Cette reconnaissance, Albert Uderzo a toujours couru après pendant sa carrière, tout particulièrement après la mort de René Goscinny, en 1977, et sa décision de poursuivre seul les aventures de l’irréductible Gaulois, s’exposant ainsi au feu des critiques. Celles-ci ne l’épargnèrent pas. Le dessinateur souffrit en silence d’être ramené rétrospectivement à un rôle d’exécutant, lui qui travailla comme un acharné entre 14 et 84 ans.
Sa main boursouflée, à la fin de sa vie, témoignait des cadences qu’il s’imposait plus jeune, notamment pendant cette période faste où il fallait livrer chaque semaine à Pilote une page d’Astérix et une autre de Tanguy et Laverdure, deux séries réalisées dans des styles radicalement différents. Là était une autre spécificité de son esthétique : Uderzo fut, et est encore après sa mort, l’un des rares dessinateurs à avoir été aussi à l’aise dans la BD humoristique que dans la BD réaliste.
Une autre chose, enfin, l’agaçait : être rangé dans l’école de bande dessinée franco-belge. « Désolé, je n’ai rien de belge, s’amusait-il ce même jour dans le salon de sa demeure parisienne. Ce sont les Américains qui m’ont appris à dessiner. J’ai fait de la BD issue de Walt Disney. » Rappeler ses origines italiennes, en espérant l’entendre les revendiquer, était tout aussi vain. « On est très français », aimait-il marteler en incluant sa femme Ada, née de l’autre côté des Alpes et rencontrée alors qu’il avait 25 ans.
Produit de l’immigration
Albert Uderzo est né, lui, à Fismes, le 25 avril 1927, une petite ville de la Marne où son père, menuisier de profession, s’était installé après avoir quitté l’Italie. Son destin ressemble pour le coup à celui de René Goscinny, né en 1926 à Paris d’un père polonais et d’une mère ukrainienne. Cette similitude fait d’Astérix, héros très « français » au nom dérivé d’un symbole typographique (l’astérisque), un pur produit de l’immigration.

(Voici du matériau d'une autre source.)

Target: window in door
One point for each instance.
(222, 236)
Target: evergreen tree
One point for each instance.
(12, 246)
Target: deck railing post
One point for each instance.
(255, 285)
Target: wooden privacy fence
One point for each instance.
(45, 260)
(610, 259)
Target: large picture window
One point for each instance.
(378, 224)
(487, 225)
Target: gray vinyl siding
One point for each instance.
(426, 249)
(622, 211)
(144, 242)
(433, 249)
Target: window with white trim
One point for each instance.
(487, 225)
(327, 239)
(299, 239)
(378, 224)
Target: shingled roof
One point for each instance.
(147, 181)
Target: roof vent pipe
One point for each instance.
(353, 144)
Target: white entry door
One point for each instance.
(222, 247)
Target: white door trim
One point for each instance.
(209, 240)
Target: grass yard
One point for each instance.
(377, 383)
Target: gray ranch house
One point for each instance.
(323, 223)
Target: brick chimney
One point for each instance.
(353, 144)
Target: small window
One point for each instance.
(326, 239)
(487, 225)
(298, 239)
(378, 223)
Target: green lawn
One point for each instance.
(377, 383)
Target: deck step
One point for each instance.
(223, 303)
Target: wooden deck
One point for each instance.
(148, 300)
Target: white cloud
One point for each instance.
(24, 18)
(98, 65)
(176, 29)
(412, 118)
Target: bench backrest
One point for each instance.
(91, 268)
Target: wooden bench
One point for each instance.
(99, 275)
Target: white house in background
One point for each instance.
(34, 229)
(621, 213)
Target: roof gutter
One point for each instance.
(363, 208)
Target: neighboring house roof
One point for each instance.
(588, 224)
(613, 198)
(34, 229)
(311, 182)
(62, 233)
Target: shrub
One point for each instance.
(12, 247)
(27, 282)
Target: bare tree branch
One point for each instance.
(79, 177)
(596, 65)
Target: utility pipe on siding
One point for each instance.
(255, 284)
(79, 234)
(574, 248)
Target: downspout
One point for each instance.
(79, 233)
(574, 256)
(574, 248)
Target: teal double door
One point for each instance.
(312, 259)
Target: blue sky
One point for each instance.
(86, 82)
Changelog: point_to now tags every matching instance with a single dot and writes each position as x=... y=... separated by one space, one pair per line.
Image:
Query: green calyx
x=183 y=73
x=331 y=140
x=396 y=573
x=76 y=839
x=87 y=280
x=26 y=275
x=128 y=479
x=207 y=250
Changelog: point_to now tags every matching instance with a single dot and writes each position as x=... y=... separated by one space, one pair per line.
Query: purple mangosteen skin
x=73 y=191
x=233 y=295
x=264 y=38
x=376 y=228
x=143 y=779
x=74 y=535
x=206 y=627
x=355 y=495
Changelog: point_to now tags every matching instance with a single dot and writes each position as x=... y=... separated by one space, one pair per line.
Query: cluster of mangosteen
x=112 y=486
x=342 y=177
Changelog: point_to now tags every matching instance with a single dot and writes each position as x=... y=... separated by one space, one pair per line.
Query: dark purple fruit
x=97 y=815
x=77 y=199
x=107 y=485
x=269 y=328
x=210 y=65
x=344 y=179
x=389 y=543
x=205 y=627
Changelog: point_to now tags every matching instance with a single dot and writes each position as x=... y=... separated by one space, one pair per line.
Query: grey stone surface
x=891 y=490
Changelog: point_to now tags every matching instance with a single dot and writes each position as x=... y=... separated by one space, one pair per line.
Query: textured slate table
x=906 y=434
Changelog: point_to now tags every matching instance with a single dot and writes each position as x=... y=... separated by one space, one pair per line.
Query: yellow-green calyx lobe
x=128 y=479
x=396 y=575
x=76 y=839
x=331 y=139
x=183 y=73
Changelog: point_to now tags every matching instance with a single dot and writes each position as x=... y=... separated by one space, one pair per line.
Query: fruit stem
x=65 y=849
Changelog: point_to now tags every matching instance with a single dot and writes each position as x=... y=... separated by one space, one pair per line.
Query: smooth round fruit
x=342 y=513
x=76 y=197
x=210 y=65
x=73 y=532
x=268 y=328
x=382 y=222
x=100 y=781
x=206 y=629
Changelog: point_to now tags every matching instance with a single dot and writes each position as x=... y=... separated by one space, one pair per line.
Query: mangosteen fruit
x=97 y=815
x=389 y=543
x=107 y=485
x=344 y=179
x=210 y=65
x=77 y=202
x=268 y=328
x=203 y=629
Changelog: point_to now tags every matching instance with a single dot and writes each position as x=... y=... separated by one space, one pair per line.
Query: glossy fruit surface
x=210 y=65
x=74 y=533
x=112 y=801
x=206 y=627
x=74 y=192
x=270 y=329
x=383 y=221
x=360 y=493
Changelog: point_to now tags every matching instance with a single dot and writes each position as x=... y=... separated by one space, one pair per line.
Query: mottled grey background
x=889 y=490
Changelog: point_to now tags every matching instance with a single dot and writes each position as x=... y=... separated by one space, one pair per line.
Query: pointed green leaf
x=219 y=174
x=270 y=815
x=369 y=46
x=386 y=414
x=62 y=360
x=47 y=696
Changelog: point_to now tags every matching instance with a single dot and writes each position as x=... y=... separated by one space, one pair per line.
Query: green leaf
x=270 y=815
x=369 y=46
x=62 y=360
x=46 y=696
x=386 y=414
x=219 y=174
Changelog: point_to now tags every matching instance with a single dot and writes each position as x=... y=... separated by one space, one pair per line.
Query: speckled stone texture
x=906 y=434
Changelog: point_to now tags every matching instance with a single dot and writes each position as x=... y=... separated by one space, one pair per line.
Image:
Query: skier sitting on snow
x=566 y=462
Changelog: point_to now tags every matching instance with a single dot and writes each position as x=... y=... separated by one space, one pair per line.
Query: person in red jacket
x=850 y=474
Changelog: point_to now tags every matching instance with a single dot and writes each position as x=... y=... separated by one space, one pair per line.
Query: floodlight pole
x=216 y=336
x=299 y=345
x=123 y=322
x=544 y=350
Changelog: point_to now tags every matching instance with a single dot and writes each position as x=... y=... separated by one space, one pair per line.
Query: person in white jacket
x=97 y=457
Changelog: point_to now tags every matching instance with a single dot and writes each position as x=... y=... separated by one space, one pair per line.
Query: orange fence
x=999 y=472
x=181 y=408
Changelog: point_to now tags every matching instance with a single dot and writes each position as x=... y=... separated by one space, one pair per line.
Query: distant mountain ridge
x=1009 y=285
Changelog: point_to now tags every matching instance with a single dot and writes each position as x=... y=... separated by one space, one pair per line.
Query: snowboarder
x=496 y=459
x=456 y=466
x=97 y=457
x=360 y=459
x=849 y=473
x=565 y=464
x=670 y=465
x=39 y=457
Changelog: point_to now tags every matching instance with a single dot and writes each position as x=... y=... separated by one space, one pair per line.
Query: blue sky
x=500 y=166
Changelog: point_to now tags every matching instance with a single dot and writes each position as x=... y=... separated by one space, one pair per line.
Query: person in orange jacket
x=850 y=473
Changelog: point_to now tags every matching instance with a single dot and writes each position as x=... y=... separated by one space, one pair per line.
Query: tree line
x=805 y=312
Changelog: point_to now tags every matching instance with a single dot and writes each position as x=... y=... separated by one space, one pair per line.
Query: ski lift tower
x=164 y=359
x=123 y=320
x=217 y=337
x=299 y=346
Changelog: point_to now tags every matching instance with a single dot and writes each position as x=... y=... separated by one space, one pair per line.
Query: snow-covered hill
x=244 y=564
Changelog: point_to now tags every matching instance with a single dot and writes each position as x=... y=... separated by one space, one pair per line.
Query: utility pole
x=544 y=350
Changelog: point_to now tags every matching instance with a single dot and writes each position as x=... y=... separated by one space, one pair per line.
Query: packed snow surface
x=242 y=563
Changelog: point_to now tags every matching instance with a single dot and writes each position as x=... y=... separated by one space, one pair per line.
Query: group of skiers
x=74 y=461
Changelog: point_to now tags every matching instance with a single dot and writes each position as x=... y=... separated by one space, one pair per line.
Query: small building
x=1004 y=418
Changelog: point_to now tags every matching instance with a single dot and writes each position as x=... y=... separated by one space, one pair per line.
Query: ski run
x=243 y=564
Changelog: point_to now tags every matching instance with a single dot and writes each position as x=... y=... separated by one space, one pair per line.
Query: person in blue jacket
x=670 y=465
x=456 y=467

Albert Uderzo doit, lui, son patronyme à une petite ville de Vénétie, Oderzo, anciennement Opitergium. Fondée au Xe siècle av. J.-C., celle-ci a été détruite à plusieurs reprises par les Barbares avec la chute de l’empire romain. Las de ces invasions à répétition, une partie de ses habitants s’installèrent au VIe siècle sur la lagune, où ils participèrent à la fondation de Rialto, la future Venise, ne laissant que ruines et désolation derrière eux.
« On raconte alors que, au milieu de ce chaos, les marchands drapiers de Trévise ont découvert un seul être vivant : un jeune bébé qu’ils adoptèrent en lui donnant le nom de la cité détruite. Cet enfant aurait fait souche jusqu’aux représentants du nom actuel que je porte », relate le dessinateur dans son autobiographie, Albert Uderzo se raconte (Stock, 2008). Ses parents vivaient à La Spezia, en Ligurie. C’est à la suite d’une brouille avec ses frères que son père avait décidé d’émigrer vers la France, en 1923.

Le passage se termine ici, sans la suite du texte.